Happy Memorial Day, Popdose readers! Welcome to the unofficial first weekend of summer, a time that reminds me of my childhood in Brooklyn. Ahhhh, I can remember the average Brooklyn summer day (circa mid-Eighties) so vividly-sitting out on the stoop with a boombox listening to the radio, tossing around a football in the street, playing basketball on a makeshift court (a milk crate attached to a light pole), almost getting run over by a sporty vehicle driven by a member of Full Force as they sped down the street, breaking up our impromptu athletic pursuits…

In addition to being the cause of many near-misses on the traffic accident tip, Full Force was one of the most influential hip-hop/R&B combos of the Eighties. Composed of three brothers from the George family, and their three cousins, the East Flatbush natives first gained fame by producing UTFO’s monster hit “Roxanne Roxanne,” a song that spawned about 7,000,000 answer records back when those were a “thing.” They discovered Lisa Lisa & Cult Jam and wrote and/or produced records for everyone from Samantha Fox to Patti LaBelle to LaToya Jackson.

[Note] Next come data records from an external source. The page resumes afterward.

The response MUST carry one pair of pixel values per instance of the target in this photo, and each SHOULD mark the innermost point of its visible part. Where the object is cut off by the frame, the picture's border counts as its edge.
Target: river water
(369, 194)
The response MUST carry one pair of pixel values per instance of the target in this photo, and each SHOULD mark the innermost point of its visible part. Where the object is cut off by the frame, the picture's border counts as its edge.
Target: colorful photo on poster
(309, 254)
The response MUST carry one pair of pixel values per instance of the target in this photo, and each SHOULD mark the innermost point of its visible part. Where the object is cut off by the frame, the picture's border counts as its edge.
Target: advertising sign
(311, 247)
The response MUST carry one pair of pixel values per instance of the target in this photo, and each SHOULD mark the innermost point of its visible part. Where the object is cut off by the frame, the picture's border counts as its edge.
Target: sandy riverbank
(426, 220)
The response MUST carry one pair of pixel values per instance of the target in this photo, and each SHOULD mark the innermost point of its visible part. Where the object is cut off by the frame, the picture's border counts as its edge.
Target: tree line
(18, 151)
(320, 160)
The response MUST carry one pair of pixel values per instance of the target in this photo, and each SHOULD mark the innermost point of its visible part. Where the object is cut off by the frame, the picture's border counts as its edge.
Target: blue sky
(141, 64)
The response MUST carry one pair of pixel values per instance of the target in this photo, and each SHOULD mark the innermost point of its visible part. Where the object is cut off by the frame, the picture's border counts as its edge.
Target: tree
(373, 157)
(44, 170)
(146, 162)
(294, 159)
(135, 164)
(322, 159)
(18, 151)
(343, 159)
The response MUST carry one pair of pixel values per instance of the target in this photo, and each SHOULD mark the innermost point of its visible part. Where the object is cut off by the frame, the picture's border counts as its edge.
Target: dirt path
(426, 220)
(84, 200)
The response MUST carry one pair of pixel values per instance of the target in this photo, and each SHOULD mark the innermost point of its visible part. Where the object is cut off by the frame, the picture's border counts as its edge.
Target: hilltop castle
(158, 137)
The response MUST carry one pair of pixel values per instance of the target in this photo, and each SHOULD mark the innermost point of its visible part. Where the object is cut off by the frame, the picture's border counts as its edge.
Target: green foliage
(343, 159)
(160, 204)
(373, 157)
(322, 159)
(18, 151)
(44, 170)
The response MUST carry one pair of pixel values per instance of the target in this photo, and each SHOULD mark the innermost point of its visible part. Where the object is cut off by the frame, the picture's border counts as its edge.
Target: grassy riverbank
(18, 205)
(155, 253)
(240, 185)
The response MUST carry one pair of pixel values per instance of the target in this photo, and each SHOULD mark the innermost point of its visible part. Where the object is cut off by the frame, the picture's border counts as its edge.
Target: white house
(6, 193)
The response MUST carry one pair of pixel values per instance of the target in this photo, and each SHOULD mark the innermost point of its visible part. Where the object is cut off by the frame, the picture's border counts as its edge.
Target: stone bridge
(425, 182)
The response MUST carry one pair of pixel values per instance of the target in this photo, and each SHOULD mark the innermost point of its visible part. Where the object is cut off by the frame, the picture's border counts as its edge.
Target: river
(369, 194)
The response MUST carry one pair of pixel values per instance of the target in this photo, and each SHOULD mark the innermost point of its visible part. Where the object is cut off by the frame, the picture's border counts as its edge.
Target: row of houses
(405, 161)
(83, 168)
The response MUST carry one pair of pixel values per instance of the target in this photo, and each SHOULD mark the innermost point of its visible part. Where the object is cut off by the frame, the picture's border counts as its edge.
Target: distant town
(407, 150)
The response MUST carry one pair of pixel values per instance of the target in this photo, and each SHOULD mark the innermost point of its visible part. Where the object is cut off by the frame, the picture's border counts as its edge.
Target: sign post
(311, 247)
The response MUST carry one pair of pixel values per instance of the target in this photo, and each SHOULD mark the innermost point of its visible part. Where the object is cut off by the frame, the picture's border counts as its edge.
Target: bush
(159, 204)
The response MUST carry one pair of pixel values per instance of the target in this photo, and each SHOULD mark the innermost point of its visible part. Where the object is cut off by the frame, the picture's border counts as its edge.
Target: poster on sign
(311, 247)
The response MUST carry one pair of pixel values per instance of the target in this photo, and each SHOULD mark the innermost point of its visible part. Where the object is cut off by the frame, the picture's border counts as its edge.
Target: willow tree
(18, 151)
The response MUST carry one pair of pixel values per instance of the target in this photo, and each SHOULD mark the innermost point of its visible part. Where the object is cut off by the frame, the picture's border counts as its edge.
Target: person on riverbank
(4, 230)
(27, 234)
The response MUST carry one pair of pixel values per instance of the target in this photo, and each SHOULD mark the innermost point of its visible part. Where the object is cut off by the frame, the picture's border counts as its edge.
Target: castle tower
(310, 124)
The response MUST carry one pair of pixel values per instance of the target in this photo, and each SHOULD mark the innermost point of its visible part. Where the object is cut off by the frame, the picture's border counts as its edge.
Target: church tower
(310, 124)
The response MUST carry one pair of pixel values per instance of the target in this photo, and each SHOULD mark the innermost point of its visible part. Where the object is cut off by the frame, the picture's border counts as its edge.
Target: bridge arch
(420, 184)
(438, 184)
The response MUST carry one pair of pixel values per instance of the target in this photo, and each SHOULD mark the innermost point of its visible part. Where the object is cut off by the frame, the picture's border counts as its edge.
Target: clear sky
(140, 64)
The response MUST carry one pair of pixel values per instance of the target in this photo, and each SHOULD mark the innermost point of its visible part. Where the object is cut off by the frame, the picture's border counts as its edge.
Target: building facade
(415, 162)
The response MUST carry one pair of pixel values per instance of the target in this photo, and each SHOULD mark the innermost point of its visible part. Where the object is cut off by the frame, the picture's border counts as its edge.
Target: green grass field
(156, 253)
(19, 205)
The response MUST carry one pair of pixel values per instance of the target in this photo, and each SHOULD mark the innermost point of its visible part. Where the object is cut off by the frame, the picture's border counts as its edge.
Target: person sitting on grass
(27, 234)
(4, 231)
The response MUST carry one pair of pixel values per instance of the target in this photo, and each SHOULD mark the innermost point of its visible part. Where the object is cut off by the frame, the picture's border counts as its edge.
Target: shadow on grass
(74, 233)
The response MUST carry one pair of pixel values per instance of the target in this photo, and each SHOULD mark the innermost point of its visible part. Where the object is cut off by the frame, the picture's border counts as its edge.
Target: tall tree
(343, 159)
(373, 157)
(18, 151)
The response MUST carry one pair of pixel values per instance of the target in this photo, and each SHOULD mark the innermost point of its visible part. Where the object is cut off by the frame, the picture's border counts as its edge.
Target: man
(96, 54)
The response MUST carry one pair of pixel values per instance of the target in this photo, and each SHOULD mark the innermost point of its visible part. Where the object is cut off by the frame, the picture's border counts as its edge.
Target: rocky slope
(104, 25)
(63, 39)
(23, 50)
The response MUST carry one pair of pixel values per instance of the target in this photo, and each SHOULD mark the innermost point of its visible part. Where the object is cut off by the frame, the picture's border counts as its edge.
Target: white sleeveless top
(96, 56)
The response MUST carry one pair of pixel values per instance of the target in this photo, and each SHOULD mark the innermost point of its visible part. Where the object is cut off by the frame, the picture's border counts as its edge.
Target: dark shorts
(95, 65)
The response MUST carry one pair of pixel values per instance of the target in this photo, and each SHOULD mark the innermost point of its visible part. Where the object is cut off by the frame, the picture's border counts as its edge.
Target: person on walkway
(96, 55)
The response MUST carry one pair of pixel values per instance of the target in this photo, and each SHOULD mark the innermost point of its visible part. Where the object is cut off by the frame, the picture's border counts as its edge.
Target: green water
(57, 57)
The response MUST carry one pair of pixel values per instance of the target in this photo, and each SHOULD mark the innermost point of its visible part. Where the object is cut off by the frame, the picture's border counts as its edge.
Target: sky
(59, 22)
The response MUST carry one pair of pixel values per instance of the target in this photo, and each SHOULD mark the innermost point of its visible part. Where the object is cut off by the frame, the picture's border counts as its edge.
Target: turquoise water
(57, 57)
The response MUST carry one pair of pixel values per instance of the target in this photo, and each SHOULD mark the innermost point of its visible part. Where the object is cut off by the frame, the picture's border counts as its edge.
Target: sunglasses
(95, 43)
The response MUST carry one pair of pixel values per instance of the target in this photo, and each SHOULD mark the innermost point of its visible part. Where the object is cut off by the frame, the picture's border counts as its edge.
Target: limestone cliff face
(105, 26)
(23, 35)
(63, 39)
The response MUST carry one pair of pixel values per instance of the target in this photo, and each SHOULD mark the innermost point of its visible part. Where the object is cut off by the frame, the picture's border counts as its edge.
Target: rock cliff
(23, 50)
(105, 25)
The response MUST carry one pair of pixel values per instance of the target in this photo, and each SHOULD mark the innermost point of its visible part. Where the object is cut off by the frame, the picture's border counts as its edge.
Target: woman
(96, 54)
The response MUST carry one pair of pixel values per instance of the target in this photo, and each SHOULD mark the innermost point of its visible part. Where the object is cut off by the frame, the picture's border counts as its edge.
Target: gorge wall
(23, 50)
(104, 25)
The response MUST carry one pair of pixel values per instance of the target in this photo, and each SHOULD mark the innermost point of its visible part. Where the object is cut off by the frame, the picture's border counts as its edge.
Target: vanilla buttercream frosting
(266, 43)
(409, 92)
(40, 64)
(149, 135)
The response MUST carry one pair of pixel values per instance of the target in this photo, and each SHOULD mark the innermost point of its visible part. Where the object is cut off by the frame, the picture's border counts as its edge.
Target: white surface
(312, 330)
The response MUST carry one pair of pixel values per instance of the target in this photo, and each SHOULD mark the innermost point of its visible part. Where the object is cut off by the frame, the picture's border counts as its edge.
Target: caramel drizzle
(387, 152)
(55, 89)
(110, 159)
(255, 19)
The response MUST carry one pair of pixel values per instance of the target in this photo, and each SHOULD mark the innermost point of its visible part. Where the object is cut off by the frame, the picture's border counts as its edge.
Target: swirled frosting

In addition to their songwriting and production, they were a self-contained band. They recorded five albums for Columbia and Capitol in the Eighties and Nineties, spawning a handful of R&B hits including “Alice, I Want You Just for Me!” This jam, one of the first to successfully combine soul harmonies with hip-hop flavor, peaked at #16 on Billboard’s soul chart at the beginning of 1986. It also spawned one of the decade’s more unfortunate video clips.

The outfits! The drippy Jheri curls! The end-of-song homage to Alice Kramden! Those looks were almost as unfortunate as the band member’s names (I’m looking at you, Bow Legged Lou). The song by itself? Dope. The song with the visuals attached? High comedy.

Actually, high comedy might be what the Full Force guys are best known for to the general public. They starred as the villains in 1990’s House Party (and its sequel), adding to their legacy as legends of the early hip-hop generation.

These days, the Full Force guys still write, produce and act, maintaining careers even though they could be sitting on a very high pile of money. After all, the team was a mainstay of the Jive Records production staff at the tail end of the Nineties, receiving credits on the debut albums by Britney Spears, ‘NSync and the Backstreet Boys. Those three albums sold nearly 40 million copies in the U.S. alone — enough to buy a HELL of a lot of Jheri curl juice.